Irrigation Segmentation
Not every part of a farmer’s field needs the same amount of water. Farmers rely on soil testing to let them know which amounts of water to apply where. Some farmers are able to divide their watering in their fields into fractional parts. As the center pivot irrigation system goes around in a circle in each section, which
looks like a slice of pie, fields can have different amounts of water applied to it. All of this is controlled by a computer and changed as needed. For even more control, some irrigation systems can vary the flow of water from each individual spray nozzle. These nozzles are specially designed to apply just the right amount of water to the right spot as the center pivot irrigation system goes around the field.

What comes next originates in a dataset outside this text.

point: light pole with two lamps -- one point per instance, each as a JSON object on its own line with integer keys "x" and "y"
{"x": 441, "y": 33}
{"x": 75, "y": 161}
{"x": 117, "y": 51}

Not every region has the same amount of water resources available, so farmers are developing ways to make sure not a drop of water is wasted when watering their crops. Continued monitoring of our groundwater reservoirs with index wells is essential for maintaining our aquifers. With good conservation practices and the latest technology, we can make sure that our water natural resources are well preserved into our future.